At roughly the same time, women in the high Himalayas launched Chipko movement, where they resisted the axe of woodcutters. Their movement was not about conservation; they needed the trees for survival and so, wanted the right to cut them and grow them.

This difference has played out in our policies that vacillate between extraction and conservation of natural resources. In all this, the rights of communities have not been realised.

Project Tiger reached its low point in 2004 when Rajasthan’s Sariska national park lost all its tigers to poachers. The Tiger Task Force then set up the agenda for reform, which included strengthening protection of the reserves and relocation of villages from the core areas. Tiger numbers in the wild have stabilised since. However, questions remain if local communities are benefitting from this conservation effort.

Similarly, the Chipko movement inspired the country for forest conservation and afforestation. By the 1980s, the Forest Conservation Act was enacted, which decreed that forest land could not be diverted without the permission of the Centre.

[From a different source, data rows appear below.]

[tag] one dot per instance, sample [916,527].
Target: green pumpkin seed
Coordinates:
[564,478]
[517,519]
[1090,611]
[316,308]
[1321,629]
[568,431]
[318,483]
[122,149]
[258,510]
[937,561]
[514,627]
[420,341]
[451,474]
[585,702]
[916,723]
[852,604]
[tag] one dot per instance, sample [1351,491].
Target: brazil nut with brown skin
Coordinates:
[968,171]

This law has worked to stem the tide of forest diversion to some extent but has led to alienation of communities from the forests they protected. Today the question is how forests will be grown and then cut and then grown again so that India can move towards a wood-based economy and in ways that benefit local people.

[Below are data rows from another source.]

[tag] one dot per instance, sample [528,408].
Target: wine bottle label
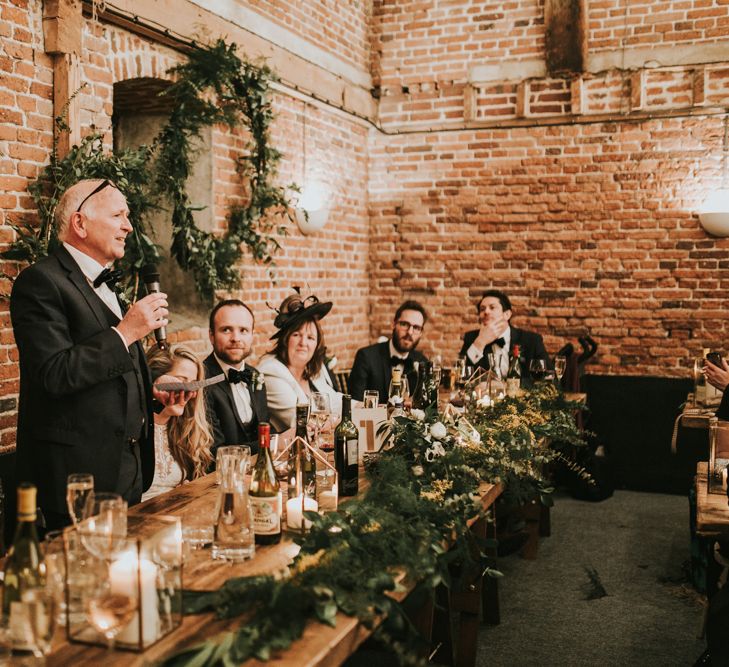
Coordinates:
[266,514]
[512,386]
[352,451]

In the 1980s, the project to build a dam on the river Narmada became a flashpoint for “destructive” development. This came after the 1983 decision to stop the Silent Valley hydroelectric project in sub-tropical forests of Kerala to protect the region's rich biodiversity.

In the case of the Narmada project, the issues were also about the loss of forests and rehabilitation of displaced villages. This movement has been much revered and reviled, but it raised issues of how to find balance between environment and development in policy and then, most importantly, in practice.

These 1980s high-profile projects led to the setting up of the paraphernalia of environmental impact appraisal and clearance in the decade of the 1990s. But this balancing act is still a work in progress.

It was the drought of late 1980s that prompted our colleague and environmentalist Anil Agarwal to look at reinventing the water management paradigm.

The book, Dying Wisdom, documented the technological ingenuity of traditional water management in different ecosystems. It brought to the fore the idea of decentralised and community-based water conservation, which then led to the change in policy towards regeneration of waterbodies to improve livelihoods and to capture rain where it falls.

The industrial disaster in December 1984, when gas leaked from Union Carbide’s factory in Bhopal and instantly killed thousands, led to improvement in legislations for combating industrial accidents and, to an extent, improved preparedness of companies. But we have not provided justice to those who still suffer from health problems and lack livelihoods.

In the 1990s, the fight for the right to clean air began in Delhi. This battle has led to improvements in the quality of fuel and technology—Delhi leapfrogged to cleaner compressed natural gas.

But as vehicles on the road and combustion of dirty fuel continued to increase, air pollution grew enormously. The good news is that today, there is widespread anguish against pollution and its impacts on health. The bad news is we are not doing enough to reinvent mobility systems; to stop the use of dirty fuels for industry, power or for cooking.

There are other events that must be noted in the environmental history diary. However, the most important gain of India’s environmental movement is the voice it has given to its citizens. This is the soul of the movement. Environmentalism is about deepening of democracy, not techno-fix.